For tracking purists, our proposal that the tracking system occasionally outsources help from the oculomotor system may seem unsettling, but this practice of relying on eye movements to help resolve moment-by-moment behavioral crises is very likely the perceptual rule rather than the exception. Real-world perception happens at a frenzied pace; problems arise, and solutions are found, perhaps many times each second. Information from the selective allocation of gaze is probably an important part of many of these solutions. Even the coordination of very simple perceptual-motor tasks, such as making a peanut butter and jelly sandwich (Land & Hayhoe,
2001), is sufficiently computationally demanding so as to require gaze to be directed to objects just moments before they are manually manipulated (see also Land, Mennie, & Rusted,
1999).
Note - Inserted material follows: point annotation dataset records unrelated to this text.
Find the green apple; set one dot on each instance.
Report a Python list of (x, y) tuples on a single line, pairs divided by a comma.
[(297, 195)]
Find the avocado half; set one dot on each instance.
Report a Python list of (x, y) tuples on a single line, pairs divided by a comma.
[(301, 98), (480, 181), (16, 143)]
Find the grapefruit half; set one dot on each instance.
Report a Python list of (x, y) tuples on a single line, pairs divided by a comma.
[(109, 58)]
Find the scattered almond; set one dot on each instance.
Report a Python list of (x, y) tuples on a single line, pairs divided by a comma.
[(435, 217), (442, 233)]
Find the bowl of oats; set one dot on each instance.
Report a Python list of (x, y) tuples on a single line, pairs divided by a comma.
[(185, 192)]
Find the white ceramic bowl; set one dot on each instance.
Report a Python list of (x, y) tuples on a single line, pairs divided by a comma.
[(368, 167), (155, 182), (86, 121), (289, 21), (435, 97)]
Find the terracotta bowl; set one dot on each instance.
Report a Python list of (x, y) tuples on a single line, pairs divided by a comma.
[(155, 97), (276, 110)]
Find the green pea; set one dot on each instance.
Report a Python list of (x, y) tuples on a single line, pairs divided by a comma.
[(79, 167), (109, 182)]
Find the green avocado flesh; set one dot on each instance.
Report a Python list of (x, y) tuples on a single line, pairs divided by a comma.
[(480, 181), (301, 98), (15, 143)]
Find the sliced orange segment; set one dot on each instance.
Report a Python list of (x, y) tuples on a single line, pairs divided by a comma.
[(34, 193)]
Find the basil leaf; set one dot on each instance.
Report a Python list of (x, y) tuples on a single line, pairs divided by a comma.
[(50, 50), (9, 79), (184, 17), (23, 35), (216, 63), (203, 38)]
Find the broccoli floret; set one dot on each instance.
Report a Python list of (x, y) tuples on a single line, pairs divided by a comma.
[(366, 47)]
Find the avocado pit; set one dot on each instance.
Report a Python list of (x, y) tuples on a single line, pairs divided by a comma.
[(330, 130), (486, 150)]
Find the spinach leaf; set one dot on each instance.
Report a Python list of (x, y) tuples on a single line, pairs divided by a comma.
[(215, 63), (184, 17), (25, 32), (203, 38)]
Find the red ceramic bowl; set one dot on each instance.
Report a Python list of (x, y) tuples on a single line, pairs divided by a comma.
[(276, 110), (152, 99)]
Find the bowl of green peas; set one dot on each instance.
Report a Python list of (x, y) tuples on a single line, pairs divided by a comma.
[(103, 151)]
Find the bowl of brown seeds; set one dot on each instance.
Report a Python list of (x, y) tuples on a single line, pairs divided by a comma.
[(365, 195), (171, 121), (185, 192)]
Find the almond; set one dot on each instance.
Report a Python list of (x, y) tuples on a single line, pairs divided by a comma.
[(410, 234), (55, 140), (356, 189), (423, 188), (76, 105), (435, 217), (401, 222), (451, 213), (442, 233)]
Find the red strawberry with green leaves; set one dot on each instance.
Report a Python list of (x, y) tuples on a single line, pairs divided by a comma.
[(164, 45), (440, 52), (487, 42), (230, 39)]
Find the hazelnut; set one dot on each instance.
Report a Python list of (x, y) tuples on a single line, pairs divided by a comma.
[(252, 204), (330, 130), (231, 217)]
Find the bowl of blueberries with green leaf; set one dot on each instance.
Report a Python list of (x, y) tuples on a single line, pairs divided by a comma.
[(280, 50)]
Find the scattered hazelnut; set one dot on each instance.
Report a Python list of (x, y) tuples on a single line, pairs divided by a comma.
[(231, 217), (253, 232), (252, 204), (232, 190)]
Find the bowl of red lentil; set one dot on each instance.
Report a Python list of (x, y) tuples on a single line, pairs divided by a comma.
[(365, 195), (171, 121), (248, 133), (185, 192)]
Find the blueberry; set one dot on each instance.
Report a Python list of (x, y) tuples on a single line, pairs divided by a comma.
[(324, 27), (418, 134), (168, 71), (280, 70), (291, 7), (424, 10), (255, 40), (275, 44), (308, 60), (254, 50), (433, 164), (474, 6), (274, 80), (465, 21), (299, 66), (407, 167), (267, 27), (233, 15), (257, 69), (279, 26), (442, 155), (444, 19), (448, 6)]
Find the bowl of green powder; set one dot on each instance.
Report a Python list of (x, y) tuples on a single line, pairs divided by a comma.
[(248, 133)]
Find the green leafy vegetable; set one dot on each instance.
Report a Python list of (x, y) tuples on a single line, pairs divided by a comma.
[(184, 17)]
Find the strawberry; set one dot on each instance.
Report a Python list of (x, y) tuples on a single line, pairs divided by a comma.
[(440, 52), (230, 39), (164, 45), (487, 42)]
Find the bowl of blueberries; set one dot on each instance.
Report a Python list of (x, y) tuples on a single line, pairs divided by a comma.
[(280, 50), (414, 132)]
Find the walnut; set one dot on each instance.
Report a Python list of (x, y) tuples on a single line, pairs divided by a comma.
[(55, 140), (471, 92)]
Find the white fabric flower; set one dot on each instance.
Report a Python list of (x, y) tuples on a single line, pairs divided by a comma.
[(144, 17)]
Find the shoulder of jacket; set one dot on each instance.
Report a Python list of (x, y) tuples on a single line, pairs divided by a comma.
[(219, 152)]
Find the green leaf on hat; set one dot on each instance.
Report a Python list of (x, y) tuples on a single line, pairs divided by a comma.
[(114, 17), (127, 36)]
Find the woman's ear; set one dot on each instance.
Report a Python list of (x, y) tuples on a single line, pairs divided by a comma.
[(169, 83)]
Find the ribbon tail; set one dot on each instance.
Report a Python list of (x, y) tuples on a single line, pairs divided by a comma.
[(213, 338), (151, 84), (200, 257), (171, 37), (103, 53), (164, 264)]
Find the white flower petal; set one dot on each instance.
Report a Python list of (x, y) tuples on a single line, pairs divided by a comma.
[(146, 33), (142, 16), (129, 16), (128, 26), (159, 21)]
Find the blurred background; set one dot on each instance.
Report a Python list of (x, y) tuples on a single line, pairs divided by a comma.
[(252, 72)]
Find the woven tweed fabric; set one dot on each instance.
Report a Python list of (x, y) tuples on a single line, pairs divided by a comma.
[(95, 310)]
Hayhoe and colleagues referred to these behaviors as “just in time” fixations, in recognition of the fact that these fixations acquire information to be used in the solution of an immediate perceptual problem (Aivar, Hayhoe, Chizk, & Mruczek,
2005; Ballard, Hayhoe, & Pelz,
1995; Droll, Hayhoe, Triesch, & Sullivan,
2005; Hayhoe, Bensinger, & Ballard,
1998; Hayhoe, Shrivastava, Mruczek, & Pelz,
2003; see Hayhoe & Ballard,
2005, for a review). In this sense, rescue saccades are just another example (albeit a very good one) of “just in time” gaze behavior, one tailored to a problem commonly encountered in a MOT task.